I'm going to like this blog...I worked in Yakutat with the FS in the summer of 2000 and I love Alaska.
And you are a good and engaging writer.

Ken said...

Thanks Robyn!

PC said...

The writing is very well done. Please try to post more!

Josh said...

hey bro... thought I'd suggest an article topic. I think it'd be an interesting read to hear your evolution from a greenfoot (blue cloud) to fluent outdoorsman.

Anonymous said...

When trucking from 1978-1980 I was at a BIG truck stop in Effingham,IL. an interstate highway crossroads with a bounty of truck stops and traffic.

Departing the restaurant i heard foreign language from a couple obvious hitch hikers.

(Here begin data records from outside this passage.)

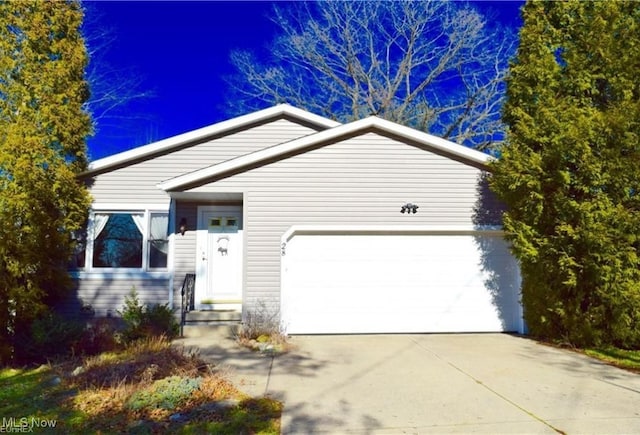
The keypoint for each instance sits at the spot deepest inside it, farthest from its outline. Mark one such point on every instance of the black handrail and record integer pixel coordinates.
(188, 298)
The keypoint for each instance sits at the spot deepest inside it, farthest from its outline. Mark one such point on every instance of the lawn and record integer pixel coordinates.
(149, 387)
(626, 359)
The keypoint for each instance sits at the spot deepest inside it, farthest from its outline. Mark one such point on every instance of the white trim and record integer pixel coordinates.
(126, 209)
(112, 206)
(221, 128)
(202, 233)
(171, 253)
(388, 229)
(355, 128)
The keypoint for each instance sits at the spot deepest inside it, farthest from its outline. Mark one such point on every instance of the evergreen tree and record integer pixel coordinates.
(570, 174)
(42, 148)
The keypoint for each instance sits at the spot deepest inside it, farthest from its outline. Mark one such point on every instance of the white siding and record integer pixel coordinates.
(136, 184)
(360, 181)
(106, 295)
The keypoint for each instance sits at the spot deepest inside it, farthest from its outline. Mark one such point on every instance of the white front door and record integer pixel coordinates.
(219, 258)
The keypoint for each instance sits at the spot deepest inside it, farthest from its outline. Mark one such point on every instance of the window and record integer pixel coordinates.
(158, 243)
(132, 240)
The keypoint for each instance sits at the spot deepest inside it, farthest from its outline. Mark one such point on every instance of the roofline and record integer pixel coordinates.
(356, 128)
(219, 129)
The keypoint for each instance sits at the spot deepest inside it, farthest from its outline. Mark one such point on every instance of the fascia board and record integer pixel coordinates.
(166, 145)
(328, 136)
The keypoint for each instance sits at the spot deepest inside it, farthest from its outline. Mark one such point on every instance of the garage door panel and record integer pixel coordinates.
(392, 283)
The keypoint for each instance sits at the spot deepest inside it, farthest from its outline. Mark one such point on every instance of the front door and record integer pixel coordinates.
(219, 258)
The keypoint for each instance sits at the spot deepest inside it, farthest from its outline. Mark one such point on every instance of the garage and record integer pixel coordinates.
(386, 281)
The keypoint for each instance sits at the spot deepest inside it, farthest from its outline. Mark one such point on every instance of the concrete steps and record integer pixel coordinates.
(214, 316)
(205, 323)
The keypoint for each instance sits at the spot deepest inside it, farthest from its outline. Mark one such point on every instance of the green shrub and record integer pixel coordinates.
(49, 336)
(142, 321)
(98, 336)
(165, 393)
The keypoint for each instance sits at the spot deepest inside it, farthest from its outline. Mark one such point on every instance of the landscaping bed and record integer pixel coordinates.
(148, 387)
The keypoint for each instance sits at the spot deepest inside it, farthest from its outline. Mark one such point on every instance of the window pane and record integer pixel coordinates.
(158, 243)
(119, 242)
(158, 253)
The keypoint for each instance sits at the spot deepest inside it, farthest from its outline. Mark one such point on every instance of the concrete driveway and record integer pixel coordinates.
(389, 384)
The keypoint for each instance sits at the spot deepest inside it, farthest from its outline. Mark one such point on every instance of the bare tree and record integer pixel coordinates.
(433, 65)
(112, 90)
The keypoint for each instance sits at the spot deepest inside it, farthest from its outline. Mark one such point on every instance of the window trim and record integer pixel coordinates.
(146, 212)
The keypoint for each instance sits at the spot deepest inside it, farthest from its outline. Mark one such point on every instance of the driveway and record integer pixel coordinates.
(389, 384)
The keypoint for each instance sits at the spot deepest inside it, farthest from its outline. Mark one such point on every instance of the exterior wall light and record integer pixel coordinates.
(182, 226)
(409, 208)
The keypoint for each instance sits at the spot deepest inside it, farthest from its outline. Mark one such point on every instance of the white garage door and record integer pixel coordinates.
(399, 283)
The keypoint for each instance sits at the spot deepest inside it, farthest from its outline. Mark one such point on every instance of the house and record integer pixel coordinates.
(365, 227)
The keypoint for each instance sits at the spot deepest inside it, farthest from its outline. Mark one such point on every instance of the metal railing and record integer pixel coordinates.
(188, 299)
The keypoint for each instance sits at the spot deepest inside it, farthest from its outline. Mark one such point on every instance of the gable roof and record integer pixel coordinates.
(223, 128)
(374, 124)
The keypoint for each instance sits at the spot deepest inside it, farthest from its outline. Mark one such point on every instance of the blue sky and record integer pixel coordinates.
(180, 51)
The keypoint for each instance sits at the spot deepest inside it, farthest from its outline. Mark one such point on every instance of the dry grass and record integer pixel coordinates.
(103, 388)
(261, 331)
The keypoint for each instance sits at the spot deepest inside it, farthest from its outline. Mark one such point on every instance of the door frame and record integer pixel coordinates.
(202, 240)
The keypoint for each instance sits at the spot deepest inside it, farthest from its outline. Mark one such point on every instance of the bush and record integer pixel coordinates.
(165, 393)
(262, 331)
(49, 336)
(142, 321)
(99, 336)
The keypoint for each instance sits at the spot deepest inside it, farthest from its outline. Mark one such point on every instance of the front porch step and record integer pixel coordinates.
(207, 330)
(215, 316)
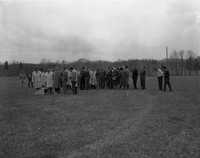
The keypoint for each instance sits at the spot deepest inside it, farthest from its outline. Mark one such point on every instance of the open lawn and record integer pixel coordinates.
(101, 123)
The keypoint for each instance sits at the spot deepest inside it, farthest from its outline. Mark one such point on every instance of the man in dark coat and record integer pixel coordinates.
(87, 78)
(143, 78)
(82, 79)
(167, 79)
(135, 77)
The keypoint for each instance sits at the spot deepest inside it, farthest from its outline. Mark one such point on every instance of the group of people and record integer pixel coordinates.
(60, 81)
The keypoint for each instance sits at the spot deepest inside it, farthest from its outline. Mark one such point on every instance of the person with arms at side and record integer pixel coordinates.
(74, 79)
(167, 79)
(135, 77)
(143, 78)
(160, 75)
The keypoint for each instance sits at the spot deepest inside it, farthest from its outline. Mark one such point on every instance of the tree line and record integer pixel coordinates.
(179, 63)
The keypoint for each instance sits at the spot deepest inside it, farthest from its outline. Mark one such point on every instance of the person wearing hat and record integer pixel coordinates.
(135, 77)
(143, 78)
(166, 78)
(160, 75)
(49, 81)
(74, 80)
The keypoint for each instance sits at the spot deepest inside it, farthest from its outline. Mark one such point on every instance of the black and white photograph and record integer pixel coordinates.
(99, 78)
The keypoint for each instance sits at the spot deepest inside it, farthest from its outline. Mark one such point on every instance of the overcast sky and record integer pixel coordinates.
(96, 29)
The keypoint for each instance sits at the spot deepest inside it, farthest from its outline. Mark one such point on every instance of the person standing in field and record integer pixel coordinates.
(22, 79)
(143, 78)
(135, 77)
(49, 82)
(57, 81)
(167, 79)
(160, 75)
(30, 83)
(74, 79)
(93, 80)
(36, 77)
(87, 78)
(64, 80)
(126, 70)
(82, 79)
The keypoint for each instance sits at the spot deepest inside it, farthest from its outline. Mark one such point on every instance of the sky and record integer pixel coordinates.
(32, 30)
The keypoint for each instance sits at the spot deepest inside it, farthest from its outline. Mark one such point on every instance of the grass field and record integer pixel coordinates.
(101, 123)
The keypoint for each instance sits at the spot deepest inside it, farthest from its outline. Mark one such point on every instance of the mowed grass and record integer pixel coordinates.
(101, 123)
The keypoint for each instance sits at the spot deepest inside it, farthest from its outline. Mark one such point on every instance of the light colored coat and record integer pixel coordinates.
(37, 79)
(49, 77)
(93, 80)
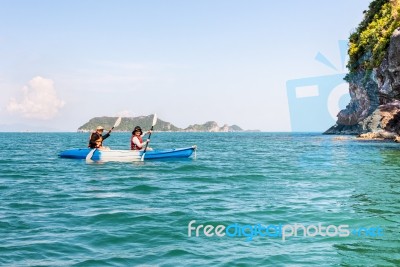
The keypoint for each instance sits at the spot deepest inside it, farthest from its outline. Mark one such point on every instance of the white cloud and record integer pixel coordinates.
(39, 100)
(124, 113)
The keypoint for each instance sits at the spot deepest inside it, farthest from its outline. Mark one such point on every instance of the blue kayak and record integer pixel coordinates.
(127, 155)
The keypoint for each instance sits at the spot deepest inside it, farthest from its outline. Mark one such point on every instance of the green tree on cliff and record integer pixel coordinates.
(369, 43)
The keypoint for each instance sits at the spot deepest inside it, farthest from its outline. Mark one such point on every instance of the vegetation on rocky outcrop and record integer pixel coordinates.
(368, 44)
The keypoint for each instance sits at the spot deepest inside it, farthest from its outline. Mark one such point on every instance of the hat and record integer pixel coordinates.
(137, 129)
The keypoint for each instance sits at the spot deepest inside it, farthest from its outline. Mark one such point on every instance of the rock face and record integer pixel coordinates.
(375, 98)
(128, 123)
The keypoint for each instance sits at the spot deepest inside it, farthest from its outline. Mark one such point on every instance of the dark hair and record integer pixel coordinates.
(137, 129)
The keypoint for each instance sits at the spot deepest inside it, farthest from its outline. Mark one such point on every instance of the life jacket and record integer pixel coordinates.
(133, 145)
(95, 143)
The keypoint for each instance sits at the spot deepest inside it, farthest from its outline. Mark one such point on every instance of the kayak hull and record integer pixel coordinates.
(127, 155)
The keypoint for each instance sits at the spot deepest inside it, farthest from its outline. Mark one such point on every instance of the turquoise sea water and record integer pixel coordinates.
(64, 212)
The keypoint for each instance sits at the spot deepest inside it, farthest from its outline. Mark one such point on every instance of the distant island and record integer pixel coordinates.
(128, 123)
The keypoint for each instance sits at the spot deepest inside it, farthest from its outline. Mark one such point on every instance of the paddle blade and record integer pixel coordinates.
(117, 122)
(154, 119)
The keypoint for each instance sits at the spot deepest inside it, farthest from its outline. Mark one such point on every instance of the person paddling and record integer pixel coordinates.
(137, 139)
(96, 138)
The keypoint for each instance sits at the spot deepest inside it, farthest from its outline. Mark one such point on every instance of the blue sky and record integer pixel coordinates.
(63, 62)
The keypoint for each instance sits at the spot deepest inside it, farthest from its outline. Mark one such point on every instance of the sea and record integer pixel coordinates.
(246, 199)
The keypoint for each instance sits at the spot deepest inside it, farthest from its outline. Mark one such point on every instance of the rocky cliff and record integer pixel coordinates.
(374, 75)
(128, 123)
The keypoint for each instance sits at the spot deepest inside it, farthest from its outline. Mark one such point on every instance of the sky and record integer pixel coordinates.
(230, 61)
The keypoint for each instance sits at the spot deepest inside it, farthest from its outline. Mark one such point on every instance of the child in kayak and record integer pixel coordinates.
(96, 138)
(137, 139)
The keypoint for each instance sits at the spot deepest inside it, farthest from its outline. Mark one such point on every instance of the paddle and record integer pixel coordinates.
(90, 155)
(148, 139)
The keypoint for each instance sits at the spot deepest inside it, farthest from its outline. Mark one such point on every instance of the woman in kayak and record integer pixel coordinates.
(137, 139)
(96, 138)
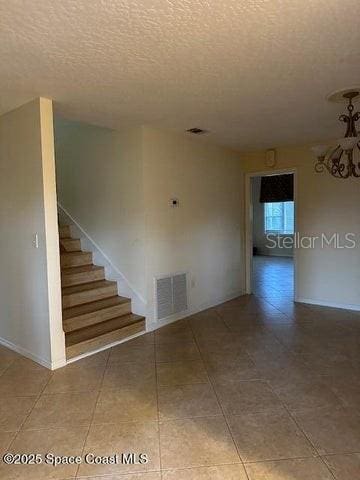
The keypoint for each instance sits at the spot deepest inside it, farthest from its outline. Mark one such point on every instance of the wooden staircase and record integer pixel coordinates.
(94, 315)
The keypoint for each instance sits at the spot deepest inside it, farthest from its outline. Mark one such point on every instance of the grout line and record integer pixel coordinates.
(302, 430)
(157, 408)
(32, 409)
(216, 395)
(93, 414)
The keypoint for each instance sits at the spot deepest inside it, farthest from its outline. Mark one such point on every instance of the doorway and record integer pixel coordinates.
(270, 237)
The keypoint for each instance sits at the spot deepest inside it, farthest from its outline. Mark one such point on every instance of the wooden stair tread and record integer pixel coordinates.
(99, 329)
(84, 287)
(80, 269)
(90, 307)
(74, 254)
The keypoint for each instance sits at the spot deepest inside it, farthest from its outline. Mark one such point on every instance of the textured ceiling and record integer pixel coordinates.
(253, 72)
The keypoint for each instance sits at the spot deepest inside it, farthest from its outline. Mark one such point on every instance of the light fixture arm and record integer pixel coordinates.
(341, 161)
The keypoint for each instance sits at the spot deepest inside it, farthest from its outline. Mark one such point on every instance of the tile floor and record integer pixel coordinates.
(258, 388)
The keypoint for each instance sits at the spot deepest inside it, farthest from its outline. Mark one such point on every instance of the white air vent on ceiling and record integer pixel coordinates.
(170, 295)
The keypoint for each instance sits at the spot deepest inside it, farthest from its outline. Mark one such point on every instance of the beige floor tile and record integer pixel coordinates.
(5, 440)
(7, 357)
(238, 398)
(268, 436)
(129, 403)
(131, 476)
(326, 363)
(331, 430)
(344, 467)
(347, 389)
(62, 410)
(170, 352)
(75, 378)
(221, 472)
(63, 441)
(146, 339)
(181, 373)
(183, 401)
(128, 353)
(19, 380)
(310, 395)
(13, 412)
(118, 375)
(176, 332)
(196, 442)
(96, 360)
(229, 368)
(300, 469)
(123, 438)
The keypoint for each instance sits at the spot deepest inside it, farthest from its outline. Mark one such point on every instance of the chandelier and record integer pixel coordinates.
(343, 161)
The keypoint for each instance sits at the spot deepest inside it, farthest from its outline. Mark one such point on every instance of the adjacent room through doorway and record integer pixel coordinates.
(273, 214)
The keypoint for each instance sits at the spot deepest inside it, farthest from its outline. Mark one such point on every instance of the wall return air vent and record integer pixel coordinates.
(170, 295)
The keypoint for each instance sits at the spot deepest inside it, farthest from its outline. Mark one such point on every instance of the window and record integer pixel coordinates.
(279, 217)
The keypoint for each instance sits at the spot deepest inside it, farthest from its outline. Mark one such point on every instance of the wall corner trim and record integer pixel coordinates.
(321, 303)
(26, 353)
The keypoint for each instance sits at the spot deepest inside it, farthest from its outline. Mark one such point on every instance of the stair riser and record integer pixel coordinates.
(104, 340)
(83, 277)
(71, 245)
(88, 296)
(64, 231)
(96, 317)
(75, 261)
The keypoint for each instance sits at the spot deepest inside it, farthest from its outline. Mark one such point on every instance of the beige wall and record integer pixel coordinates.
(203, 236)
(118, 185)
(324, 204)
(30, 295)
(99, 178)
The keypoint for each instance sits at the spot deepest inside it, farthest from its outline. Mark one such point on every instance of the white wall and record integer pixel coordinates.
(324, 204)
(260, 240)
(99, 178)
(203, 236)
(30, 295)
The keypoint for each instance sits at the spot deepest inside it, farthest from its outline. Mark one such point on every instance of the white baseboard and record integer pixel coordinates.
(26, 353)
(154, 325)
(138, 303)
(344, 306)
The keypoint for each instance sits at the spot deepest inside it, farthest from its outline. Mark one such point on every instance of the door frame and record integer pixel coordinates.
(249, 223)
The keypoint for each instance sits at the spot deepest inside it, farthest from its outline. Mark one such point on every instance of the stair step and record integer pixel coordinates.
(83, 274)
(70, 244)
(87, 314)
(75, 259)
(64, 231)
(102, 334)
(88, 292)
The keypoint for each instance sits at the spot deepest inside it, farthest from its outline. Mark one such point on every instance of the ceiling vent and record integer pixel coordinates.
(197, 131)
(170, 295)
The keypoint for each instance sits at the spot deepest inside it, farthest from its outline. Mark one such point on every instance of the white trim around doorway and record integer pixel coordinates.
(249, 224)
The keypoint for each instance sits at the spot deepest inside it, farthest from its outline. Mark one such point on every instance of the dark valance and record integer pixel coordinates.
(277, 188)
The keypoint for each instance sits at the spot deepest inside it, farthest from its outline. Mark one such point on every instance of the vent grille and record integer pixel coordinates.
(171, 295)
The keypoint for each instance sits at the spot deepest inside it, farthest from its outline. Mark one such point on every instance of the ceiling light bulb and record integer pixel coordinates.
(348, 143)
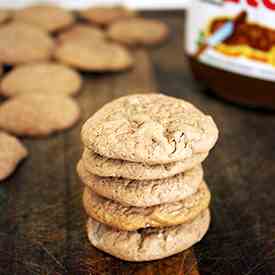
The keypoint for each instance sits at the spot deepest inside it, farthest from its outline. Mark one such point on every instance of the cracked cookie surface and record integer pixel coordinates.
(132, 218)
(104, 167)
(150, 128)
(148, 244)
(142, 193)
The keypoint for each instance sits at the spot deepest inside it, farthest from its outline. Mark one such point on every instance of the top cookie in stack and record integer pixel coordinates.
(145, 194)
(152, 129)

Inquiry led to my inviting them to clamber aboard since i was also headed to Denver, CO.

Ample interesting/informative conversation as we shared tales of the USA and their native Holland.

The dynamic duo were enthralled with the CB radio and so very impressed with the sheer size of the USA.

They were amazed at the size of Kansas. Imagine if they experienced first-hand AK, TX or CA's length (width not so impressive.

Attained Denver and I took them to the front door of the hostel there.

I hope those two in-their-early-twenties explorers had fun and made it home okay.

I know my enlightening stories made that part of the trip akin to a guided tour!!!